RSS feeds streamline communication between companies and their consumers. They allow readers to quickly browse headlines and choose which feed items they would like to read. Think of it as the table of contents section in a magazine. You browse all of the headlines and choose which articles to read, then you flip to that page.
With the popularity of RSS feeds growing rapidly, there are plenty of feed readers available with the most popular being Google Reader. Feed readers allow its users to sign up for multiple RSS feeds so that all of your news from all different websites are all in one place. This definitely beats going to multiple different websites throughout the day just to get your news fix.
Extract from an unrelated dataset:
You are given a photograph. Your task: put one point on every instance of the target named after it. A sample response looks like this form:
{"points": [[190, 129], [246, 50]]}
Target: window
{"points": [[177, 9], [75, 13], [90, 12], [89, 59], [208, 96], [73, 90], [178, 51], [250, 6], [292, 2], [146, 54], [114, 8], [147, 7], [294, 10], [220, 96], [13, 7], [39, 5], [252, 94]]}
We at Mouth Media use Google Reader to keep up to date with current web trends by subscribing to different web/graphic/print design blogs. I, myself, am subscribed to 66 different websites, all of which have their own unique purpose and lessons to be learned. If it wasn’t for feed readers such as Google Reader, I probably wouldn’t have remembered half of these websites and wouldn’t have realized the true value that each website has to offer and what I could learn from them.
If you want to keep your readers coming back to your site and constantly being updated when your site is updated, use an RSS feed and make sure the content you post is relevant and valuable. The biggest mistake people make when starting a blog/news/articles section on their website is never updating it, so update away, that way your users won’t forget about you!